Por Sonia Cristina Vargas Perdomo y Julián Salazar Gallego
Bajo el sol canicular de mediodía, luego del trayecto en panga de una hora por el río Atrato con su selva húmeda imponente y el aullar de algunos monos, llegamos al municipio de Unguía, Chocó, donde sostendríamos un diálogo con las comunidades indígenas Emberá Eyabida, Dogibi y Guna Dule. Tras el diálogo con las autoridades étnicas, el panorama parece ser bastante desolador: expresan su preocupación sobre la persistencia de una crisis alimentaria, del fenómeno de desnutrición, de falta de acceso a servicios públicos y un alto índice de necesidades básicas insatisfechas que tiene una causalidad multidimensional, que abarca desde aspectos ambientales hasta socioculturales. Igualmente, la ausencia de garantías para la seguridad y acceso, delimitación y formalización del territorio ha intensificado la presión sobre esta área, en virtud del aumento del interés económico por su riqueza, la explotación de recursos naturales, y la construcción de obras de infraestructura vial y minera, por parte de empresas nacionales e internacionales.

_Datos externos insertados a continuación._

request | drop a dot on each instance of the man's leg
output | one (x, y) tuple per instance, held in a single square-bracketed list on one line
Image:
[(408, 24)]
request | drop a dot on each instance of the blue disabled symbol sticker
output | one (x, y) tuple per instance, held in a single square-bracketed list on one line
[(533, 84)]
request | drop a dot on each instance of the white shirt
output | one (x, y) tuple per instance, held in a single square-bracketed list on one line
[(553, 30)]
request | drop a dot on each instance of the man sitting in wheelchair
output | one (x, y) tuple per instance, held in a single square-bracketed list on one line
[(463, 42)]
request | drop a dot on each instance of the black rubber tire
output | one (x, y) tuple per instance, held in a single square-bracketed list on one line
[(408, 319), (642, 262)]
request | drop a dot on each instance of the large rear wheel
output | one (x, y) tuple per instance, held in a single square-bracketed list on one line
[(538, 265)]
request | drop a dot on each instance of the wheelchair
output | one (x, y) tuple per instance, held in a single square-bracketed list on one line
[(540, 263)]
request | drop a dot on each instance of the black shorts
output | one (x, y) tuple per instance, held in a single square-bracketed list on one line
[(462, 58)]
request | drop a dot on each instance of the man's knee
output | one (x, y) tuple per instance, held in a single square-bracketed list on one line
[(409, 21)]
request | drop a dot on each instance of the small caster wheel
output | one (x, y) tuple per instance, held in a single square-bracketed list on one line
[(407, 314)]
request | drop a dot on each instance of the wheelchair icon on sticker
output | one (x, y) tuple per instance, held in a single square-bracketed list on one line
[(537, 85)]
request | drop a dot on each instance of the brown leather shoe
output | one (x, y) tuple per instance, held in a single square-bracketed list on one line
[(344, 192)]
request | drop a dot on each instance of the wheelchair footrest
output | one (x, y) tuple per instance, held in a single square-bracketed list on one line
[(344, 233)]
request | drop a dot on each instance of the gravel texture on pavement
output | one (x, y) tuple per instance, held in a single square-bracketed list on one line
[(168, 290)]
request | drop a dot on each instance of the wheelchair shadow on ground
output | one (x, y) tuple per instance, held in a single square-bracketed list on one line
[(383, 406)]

Mientras tanto, en Bogotá, y desde el mes de septiembre del año pasado, comunidades indígenas oriundas de diferentes partes del país, se han asentado en el Parque Nacional, un lugar turístico y emblemático de la ciudad. En un acto de resistencia, le han solicitado a los gobiernos distrital y nacional, la protección y garantía de sus derechos fundamentales a la vida, dignidad humana, derechos prevalentes de niños y niñas, integridad étnica, diversidad e identidad cultural, seguridad alimentaria, vivienda en condiciones dignas, salubridad, atención y reparación integral con enfoque diferencial étnico-indígena, autodeterminación, confianza legítima y consulta previa. Muchas de estas comunidades no están dispuestas a negociar su retorno a los territorios, hasta tanto no haya suficientes garantías de seguridad.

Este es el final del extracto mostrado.